Doppelgänger (1979-81)

8m 57s

EIAJ 1/2"

 

Doppelgänger is a video performance in which Shemilt manipulates her body and her image into creating a phantasmal double of herself.

The piece begins with a close up of the face of Shemilt in front of the camera.

The mirror reflects her applying make-up to her face with very dry, precise gestures. During these actions two sound tracks can be heard: they are records of two psychological analysis on schizophrenia, evoking a double personality. At some point, the performance is suddenly interrupted by another image, showing the face of the artist.  Then the action goes back to what we could call the 'mirror scene'. At that point she drops the concealer and takes a dark drawing pen: and like on canvas, evoking the traditional image and position of the painter, and the use of mirror in self-portraits, she begins to draw on the mirror in front of her.

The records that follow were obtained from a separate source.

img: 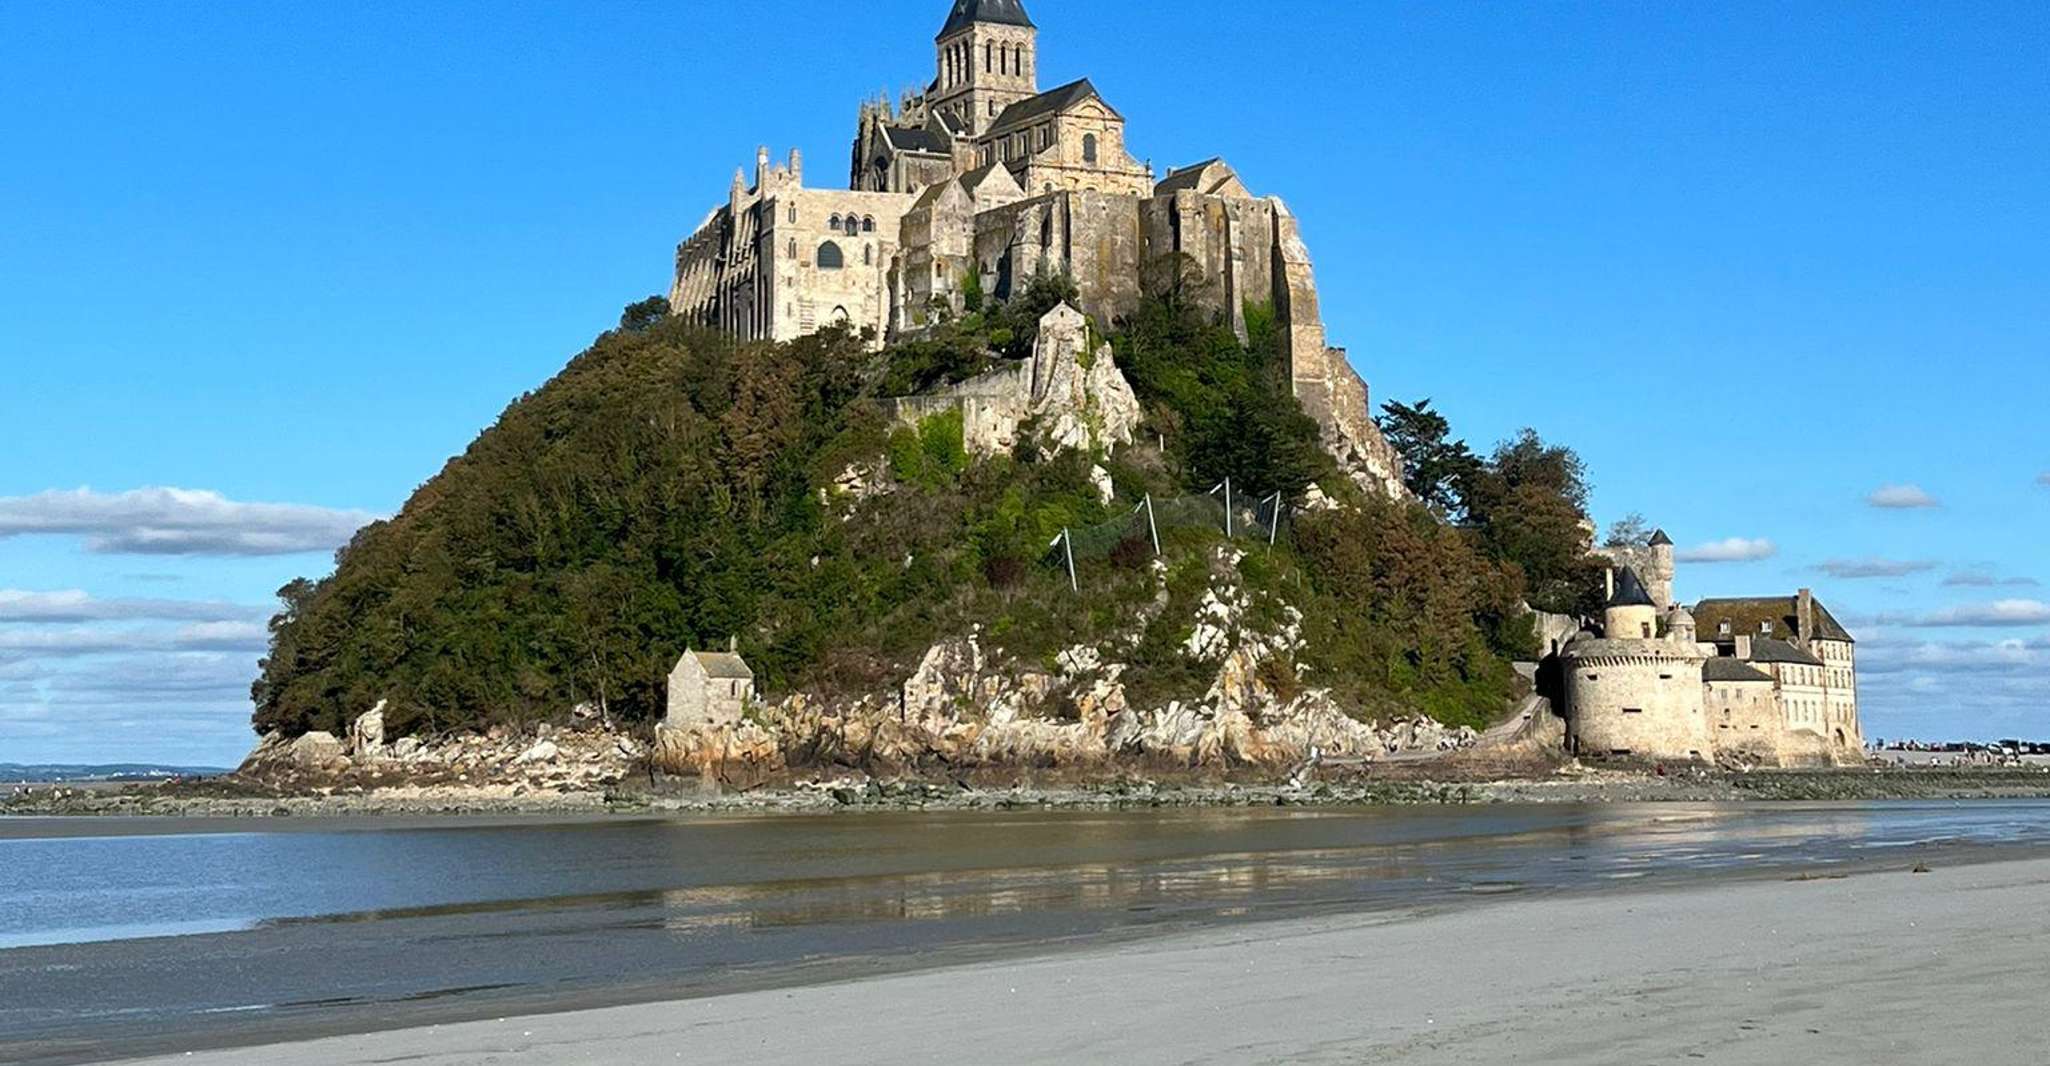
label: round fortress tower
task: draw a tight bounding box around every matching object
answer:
[1563,567,1710,761]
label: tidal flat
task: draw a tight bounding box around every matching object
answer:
[5,800,2050,1064]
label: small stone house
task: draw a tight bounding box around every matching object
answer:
[665,646,755,729]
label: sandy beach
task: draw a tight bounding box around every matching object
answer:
[101,854,2050,1066]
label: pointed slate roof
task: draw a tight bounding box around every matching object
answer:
[940,0,1034,38]
[1608,567,1657,609]
[988,79,1112,135]
[1649,529,1674,547]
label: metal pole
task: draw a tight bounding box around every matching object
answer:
[1144,495,1161,556]
[1224,477,1233,539]
[1062,527,1077,592]
[1268,492,1282,547]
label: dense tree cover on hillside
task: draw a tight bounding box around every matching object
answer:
[253,284,1589,740]
[1376,402,1604,617]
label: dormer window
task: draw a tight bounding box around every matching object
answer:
[1759,621,1773,635]
[1719,621,1732,637]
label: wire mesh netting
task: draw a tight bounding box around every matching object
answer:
[1043,484,1294,585]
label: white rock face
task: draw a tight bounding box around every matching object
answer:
[515,739,561,765]
[288,731,347,770]
[351,701,387,760]
[1089,464,1116,505]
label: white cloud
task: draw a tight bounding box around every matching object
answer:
[0,651,259,766]
[2038,472,2050,489]
[0,622,269,663]
[1913,600,2050,628]
[1814,558,1938,580]
[1944,570,2040,588]
[0,487,377,556]
[1866,484,1940,509]
[0,589,267,624]
[1675,537,1778,564]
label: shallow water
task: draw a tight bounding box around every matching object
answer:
[2,801,2048,1059]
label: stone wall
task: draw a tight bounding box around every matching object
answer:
[879,303,1140,457]
[1563,640,1711,760]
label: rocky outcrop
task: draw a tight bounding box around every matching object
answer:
[238,721,644,794]
[879,302,1141,459]
[646,545,1482,782]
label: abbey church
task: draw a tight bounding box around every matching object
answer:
[668,0,1405,496]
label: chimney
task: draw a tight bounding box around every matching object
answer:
[1735,634,1754,661]
[728,635,739,653]
[1797,588,1816,650]
[788,148,803,184]
[1605,567,1616,602]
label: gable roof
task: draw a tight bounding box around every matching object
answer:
[691,651,754,680]
[987,78,1114,135]
[1154,158,1252,198]
[1694,596,1855,644]
[1608,567,1657,609]
[940,0,1034,38]
[1744,638,1825,667]
[1704,658,1774,683]
[883,125,948,154]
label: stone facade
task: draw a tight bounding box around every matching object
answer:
[880,302,1141,457]
[665,647,755,730]
[669,0,1405,496]
[1556,533,1864,767]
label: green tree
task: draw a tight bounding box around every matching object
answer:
[1375,398,1483,518]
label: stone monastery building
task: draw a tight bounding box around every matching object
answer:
[669,0,1403,495]
[1559,532,1865,767]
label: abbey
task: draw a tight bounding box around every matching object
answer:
[1553,532,1865,768]
[668,0,1403,495]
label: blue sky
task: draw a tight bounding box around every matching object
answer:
[1,0,2045,765]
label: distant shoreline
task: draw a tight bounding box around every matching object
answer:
[8,765,2050,820]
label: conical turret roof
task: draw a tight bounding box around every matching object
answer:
[1609,567,1657,609]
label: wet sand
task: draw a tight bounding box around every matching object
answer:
[106,855,2050,1065]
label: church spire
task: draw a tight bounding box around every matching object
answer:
[939,0,1034,39]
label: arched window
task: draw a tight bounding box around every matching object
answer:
[862,215,875,233]
[863,244,873,265]
[985,41,993,73]
[787,239,797,259]
[1082,133,1098,164]
[817,241,844,270]
[829,214,842,233]
[788,204,798,223]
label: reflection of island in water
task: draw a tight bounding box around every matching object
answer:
[7,802,2050,1059]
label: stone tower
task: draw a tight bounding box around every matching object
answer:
[931,0,1039,136]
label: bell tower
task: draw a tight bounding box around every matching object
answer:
[932,0,1038,136]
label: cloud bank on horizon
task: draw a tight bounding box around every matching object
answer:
[0,487,377,557]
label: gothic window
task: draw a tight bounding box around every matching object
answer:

At the end of the performance other images of the body and the face of the artist with the overlapping layers of other body/face images appear, which evoke once more, a multifaceted personality.

Finally we get back to the mirror tableaux and the artist has gone: the doppelgänger has taken her place.

 

Women Soldiers (1984)

6m

Umatic

 

Women Soldiers addresses several feminist issues. The main theme of the video is the role of women in the military forces but it is also a starting point for Shemilt to widen her prospective to a more general critique of how women are represented by media and society and their role and status.

The viewer is guided in this reflection by several voice-over traces. The first is a script pillaged by Shemilt from a military recruitment campaign and read by her friend the artist June Raby, which with subtle irony and a critical approach describes the ‘requirements’ for an unspecified job (that from the images and the title the viewer can assume is in the army). A second sound track is a fake infomercial about skin rejuvenation, read by a male performer. Shemilt also employs some sound recordings of bombing in Beirut from 1981.

These issues are also addressed through the use of a series of photographs shot by Shemilt at a British army training camp and of the military paraphernalia (including weapons and gas masks), photo-documentation and prints from Shemilt’s performances, and images from beauty products’ commercial adverts.

The use of strong dramatic imaginary and the sound of shooting are a clear appeal of the artist for peace.